The Great Canarian Telescope on the island of La Palma – the biggest of its kind on earth, set up nearly a decade ago and with a 10-metre primary mirror – is one of a dozen world-class telescopes in the region.
But it was the robot telescope Liverpool, and the William Herschel, which were part of the system used by NASA when it found the seven Earth-like planets, and which will be used to examine them further.
The Liverpool, which works with visible wave and close infrared ranges, was built thanks to an investment by the John Moore University in the north-western English city and by the Greenwich Royal Observatory in London.
One of the largest robot telescopes and among the most technologically-advanced in the world, the Liverpool was set up in La Palma in 2003 and started its first scientific space observations in April 2004.
It is very sensitive to small fluctuations in light, flexible, completely automated and fast, making it ideal for discovering planets, said Chris Copperwheat, one of the team which found the new planetary system.
The William Herschel forms part of the Isaac Newton Telescope Group, which includes the Isaac Newton telescope itself and the Jacobus Kapteyn, and is one of the most versatile, advanced and scientifically-productive on Earth, according to the Canarian Astrophysics Institute.
The Isaac Newton Telescope Group is based at the observatory in Roque de los Muchachos in La Palma.

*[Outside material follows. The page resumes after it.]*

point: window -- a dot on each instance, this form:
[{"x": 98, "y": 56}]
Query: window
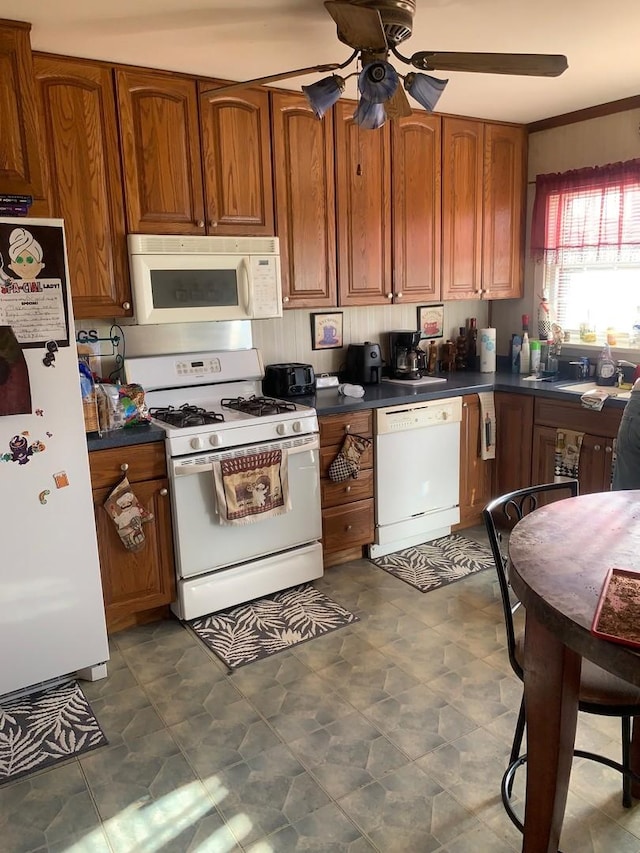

The William Herschel is operated and owned jointly by the Physics and Particles of Astronomy Research Council (PPARC) in the UK, the Canarian Astrophysics Institute and the Dutch Scientific Research Organisation (NWO), and has enabled scientists to discover some of the most distant objects ever observed in space, including galaxies of equally-weak visibility to those seen by Hubble but with a field of vision 10 times the size.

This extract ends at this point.